Equifax Cyberattack to Affect 143 Million Customers

The Atlanta-based company announced the hack on Thursday, and said that intruders were able to access customers' Social Security numbers, addresses, names, birthdays, driver’s license numbers and more.

Equifax, one of the top three leaders in consumer credit report agencies, has been hit with one of the biggest cyberattacks in recent years, potentially compromising sensitive information such as Social Security numbers and home addresses for 143 million Americans.

The Atlanta-based company announced the hack on Thursday, and said that intruders were also able to access names, birthdays and driver’s license numbers. Credit card numbers for 209,000 consumers were also stolen, while documents with personal information used in disputes for 182,000 people were taken as well.

The company said that it discovered the intrusion on July 29, when they learned cyber criminals had gained access to certain files in their system from mid-May to July by exploiting a “vulnerability” in website software, according to an investigation by Equifax and security consultants. No evidence of unauthorized activity on its main consumer or commercial credit reporting databases has been found since the hack’s discovery.

“This breach is totally inexcusable,” Mike Schultz, CEO of Cybernance, said. “This wasn’t a technical assault – this was a simple access by hackers through web application that was not properly secured.”

According to their website, Equifax handles data on more than 820 million consumers and more than 91 million businesses worldwide, and manages a database with employee information from more than 7,100 employers.

This is the most high-profile cybersecurity breach since online portal Yahoo reported two separate incidents last year, disclosing breaches that affected at least 1.5 billion users.

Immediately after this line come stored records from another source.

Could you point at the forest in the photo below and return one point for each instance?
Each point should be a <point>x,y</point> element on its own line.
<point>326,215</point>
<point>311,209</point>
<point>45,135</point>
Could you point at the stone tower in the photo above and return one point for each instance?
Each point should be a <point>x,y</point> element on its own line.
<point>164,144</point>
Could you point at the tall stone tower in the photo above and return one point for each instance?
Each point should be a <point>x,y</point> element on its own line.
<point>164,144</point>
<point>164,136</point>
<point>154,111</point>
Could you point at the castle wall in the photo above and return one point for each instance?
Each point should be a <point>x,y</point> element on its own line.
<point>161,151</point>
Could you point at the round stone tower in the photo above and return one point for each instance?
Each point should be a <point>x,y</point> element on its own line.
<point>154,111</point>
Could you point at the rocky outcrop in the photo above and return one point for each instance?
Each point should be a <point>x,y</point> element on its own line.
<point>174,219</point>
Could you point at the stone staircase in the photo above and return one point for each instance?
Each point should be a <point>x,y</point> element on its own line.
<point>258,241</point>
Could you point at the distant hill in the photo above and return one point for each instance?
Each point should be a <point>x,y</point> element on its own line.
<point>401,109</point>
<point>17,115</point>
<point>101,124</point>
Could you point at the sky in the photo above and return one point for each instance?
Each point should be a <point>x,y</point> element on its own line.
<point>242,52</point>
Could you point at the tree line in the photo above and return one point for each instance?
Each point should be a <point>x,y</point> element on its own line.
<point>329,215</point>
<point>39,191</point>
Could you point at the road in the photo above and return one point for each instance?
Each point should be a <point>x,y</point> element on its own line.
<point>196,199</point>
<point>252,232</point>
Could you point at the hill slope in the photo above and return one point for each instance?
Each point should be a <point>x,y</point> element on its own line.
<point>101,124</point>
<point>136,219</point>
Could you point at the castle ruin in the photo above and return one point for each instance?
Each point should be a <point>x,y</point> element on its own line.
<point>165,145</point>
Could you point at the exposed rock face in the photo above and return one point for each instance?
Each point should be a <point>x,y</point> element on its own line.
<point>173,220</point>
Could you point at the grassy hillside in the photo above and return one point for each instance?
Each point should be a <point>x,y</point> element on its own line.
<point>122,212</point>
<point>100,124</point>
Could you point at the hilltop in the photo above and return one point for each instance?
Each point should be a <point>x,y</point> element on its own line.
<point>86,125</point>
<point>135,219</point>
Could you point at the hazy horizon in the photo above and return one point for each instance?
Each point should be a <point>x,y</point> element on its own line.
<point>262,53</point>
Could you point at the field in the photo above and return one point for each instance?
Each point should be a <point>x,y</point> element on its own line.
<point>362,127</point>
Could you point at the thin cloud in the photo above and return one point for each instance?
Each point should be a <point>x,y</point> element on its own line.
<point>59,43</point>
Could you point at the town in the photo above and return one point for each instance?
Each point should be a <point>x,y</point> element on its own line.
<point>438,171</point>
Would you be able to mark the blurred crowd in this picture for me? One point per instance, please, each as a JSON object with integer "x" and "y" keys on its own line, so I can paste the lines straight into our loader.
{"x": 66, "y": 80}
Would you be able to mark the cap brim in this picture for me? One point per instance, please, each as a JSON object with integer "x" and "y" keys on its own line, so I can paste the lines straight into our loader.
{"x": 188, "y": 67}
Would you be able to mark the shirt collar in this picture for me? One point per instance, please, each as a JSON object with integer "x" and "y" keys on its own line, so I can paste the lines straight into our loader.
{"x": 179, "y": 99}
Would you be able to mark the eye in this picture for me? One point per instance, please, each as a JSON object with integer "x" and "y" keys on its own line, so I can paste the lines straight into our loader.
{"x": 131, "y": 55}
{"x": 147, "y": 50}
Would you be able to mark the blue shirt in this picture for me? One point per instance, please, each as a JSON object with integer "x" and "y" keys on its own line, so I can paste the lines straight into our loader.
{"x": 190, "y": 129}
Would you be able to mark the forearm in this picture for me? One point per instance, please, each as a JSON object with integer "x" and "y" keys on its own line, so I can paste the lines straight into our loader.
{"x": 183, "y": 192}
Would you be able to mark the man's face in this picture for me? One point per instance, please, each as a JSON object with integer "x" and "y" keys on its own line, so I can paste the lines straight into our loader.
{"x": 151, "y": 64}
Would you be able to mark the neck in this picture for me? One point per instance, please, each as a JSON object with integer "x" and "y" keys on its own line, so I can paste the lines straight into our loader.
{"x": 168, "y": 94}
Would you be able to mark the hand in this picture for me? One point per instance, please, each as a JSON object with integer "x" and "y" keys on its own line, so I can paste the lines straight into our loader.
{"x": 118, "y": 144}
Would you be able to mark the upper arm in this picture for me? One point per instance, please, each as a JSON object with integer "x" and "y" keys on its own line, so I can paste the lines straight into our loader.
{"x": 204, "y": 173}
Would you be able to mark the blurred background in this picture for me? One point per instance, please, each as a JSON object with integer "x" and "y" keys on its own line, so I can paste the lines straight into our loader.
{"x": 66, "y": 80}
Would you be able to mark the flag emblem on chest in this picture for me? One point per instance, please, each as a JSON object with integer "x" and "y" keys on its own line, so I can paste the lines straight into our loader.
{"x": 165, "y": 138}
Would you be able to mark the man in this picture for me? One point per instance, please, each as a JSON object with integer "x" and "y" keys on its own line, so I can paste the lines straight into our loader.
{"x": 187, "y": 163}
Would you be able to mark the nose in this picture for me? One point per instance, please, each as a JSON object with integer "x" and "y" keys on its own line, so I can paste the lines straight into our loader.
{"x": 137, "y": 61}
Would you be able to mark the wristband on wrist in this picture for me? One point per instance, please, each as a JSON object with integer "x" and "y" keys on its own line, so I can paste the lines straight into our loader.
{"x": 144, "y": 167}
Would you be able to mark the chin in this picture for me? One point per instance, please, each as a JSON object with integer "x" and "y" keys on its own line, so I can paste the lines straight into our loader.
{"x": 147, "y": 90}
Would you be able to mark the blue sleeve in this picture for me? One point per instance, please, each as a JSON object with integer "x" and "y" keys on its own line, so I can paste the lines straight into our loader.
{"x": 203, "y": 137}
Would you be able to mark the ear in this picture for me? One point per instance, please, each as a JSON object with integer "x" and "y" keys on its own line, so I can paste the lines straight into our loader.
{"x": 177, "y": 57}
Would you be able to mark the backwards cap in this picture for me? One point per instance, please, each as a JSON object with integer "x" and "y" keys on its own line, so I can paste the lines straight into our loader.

Equifax isn’t a stranger to cyber security issues either, identity thieves successfully made off with critical W-2 tax and salary data from their website last year. And earlier this year, thieves stole more W-2 tax data from an Equifax subsidiary, TALX, which provides online payroll, tax and human resources services to some of the country’s largest corporations.

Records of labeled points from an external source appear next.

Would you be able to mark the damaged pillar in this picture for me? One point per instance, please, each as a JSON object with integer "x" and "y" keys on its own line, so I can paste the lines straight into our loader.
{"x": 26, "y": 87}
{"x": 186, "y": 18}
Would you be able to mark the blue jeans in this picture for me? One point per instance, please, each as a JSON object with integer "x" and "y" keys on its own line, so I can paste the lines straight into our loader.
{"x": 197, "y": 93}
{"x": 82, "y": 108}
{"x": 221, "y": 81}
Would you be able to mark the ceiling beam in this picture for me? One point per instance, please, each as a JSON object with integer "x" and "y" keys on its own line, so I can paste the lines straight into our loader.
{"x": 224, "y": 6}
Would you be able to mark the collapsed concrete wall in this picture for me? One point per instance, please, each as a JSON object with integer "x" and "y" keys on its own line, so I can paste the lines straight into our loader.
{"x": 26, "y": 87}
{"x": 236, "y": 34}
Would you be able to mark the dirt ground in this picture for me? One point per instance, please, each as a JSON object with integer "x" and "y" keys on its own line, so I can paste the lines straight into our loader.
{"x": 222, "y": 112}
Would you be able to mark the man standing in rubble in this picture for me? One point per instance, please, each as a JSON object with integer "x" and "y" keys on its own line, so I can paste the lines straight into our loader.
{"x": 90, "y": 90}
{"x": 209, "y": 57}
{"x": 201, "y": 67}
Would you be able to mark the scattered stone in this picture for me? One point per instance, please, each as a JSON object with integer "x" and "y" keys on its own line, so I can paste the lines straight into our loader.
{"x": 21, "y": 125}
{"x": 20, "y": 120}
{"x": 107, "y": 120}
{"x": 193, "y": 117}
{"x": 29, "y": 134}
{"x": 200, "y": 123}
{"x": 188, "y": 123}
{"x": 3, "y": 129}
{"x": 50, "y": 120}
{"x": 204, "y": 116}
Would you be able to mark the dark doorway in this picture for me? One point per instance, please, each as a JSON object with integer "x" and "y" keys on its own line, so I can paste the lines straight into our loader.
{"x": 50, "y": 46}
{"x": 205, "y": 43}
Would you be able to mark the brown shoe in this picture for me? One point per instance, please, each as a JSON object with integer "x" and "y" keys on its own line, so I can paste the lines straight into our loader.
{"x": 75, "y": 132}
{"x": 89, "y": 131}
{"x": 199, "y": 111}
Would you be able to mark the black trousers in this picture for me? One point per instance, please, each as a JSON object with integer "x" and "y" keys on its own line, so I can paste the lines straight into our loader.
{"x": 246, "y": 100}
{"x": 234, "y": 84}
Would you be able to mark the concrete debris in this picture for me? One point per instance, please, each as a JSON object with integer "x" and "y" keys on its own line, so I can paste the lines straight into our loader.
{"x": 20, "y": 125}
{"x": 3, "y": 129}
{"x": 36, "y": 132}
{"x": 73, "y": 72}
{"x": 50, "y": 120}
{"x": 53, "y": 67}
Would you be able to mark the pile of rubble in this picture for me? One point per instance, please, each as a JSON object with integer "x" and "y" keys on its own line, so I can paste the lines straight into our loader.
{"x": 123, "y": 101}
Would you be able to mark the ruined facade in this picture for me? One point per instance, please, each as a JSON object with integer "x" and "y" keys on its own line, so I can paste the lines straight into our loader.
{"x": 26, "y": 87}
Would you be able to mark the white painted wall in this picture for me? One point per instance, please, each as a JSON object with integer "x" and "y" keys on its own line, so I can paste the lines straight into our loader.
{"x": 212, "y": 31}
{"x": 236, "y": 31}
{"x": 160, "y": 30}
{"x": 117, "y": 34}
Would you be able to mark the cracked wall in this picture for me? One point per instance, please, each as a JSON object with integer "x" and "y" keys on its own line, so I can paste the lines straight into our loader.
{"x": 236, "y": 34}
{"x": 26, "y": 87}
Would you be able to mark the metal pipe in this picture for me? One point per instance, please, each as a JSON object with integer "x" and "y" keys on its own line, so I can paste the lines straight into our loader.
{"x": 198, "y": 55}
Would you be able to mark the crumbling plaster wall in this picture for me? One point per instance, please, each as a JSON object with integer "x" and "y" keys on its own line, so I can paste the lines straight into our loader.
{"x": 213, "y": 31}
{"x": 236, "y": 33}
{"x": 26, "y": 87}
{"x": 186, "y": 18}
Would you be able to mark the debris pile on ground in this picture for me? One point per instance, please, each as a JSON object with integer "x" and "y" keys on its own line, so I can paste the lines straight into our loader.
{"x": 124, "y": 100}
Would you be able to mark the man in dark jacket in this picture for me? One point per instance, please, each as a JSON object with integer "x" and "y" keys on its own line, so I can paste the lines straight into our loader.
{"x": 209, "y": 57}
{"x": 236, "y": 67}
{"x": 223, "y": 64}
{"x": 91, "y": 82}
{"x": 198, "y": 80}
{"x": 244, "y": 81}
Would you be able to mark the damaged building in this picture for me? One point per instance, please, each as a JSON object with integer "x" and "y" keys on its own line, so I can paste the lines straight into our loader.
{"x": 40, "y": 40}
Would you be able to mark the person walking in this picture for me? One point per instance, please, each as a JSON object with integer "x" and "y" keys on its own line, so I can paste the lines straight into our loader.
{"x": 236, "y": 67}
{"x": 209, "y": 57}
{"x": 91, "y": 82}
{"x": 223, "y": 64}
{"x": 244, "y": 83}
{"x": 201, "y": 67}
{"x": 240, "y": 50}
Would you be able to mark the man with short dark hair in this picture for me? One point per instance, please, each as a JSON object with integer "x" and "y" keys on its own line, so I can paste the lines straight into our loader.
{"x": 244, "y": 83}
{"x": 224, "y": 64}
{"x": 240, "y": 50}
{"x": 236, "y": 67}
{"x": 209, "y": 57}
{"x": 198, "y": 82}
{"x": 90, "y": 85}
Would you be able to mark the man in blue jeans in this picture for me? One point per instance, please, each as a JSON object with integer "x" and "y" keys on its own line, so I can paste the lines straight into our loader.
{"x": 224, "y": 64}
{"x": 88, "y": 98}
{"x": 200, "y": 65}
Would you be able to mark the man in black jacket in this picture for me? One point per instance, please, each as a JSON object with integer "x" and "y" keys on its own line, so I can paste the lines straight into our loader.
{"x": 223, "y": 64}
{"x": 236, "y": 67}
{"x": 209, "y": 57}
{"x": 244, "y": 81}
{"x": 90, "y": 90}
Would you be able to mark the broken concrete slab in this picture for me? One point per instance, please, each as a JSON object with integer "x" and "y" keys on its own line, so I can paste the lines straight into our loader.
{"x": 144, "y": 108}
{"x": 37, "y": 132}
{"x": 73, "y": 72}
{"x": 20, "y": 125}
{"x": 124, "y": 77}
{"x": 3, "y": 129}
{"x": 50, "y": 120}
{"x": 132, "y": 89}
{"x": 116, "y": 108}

“This critical breakdown of internal defenses is no different than every major breach of significance in the past two years,” Schultz said, “but the sensitive information accessed points to extreme danger for the personal wealth and financial health of our economy.”

Equifax said Thursday that it will offer free credit monitoring services to all U.S. consumers for one year and has created a website, www.equifaxsecurity2017.com, to help consumers determine whether their data was at risk.

In addition to reporting the security breach to law enforcement, Equifax hired a cybersecurity firm to conduct a review to determine the scale of the invasion; the investigation is expected to wrap up in the next few weeks.

“This is clearly a disappointing event for our company, and one that strikes at the heart of who we are and what we do,” Richard F. Smith, chairman and chief executive of Equifax, said in a statement. “Confronting cybersecurity risks is a daily fight.”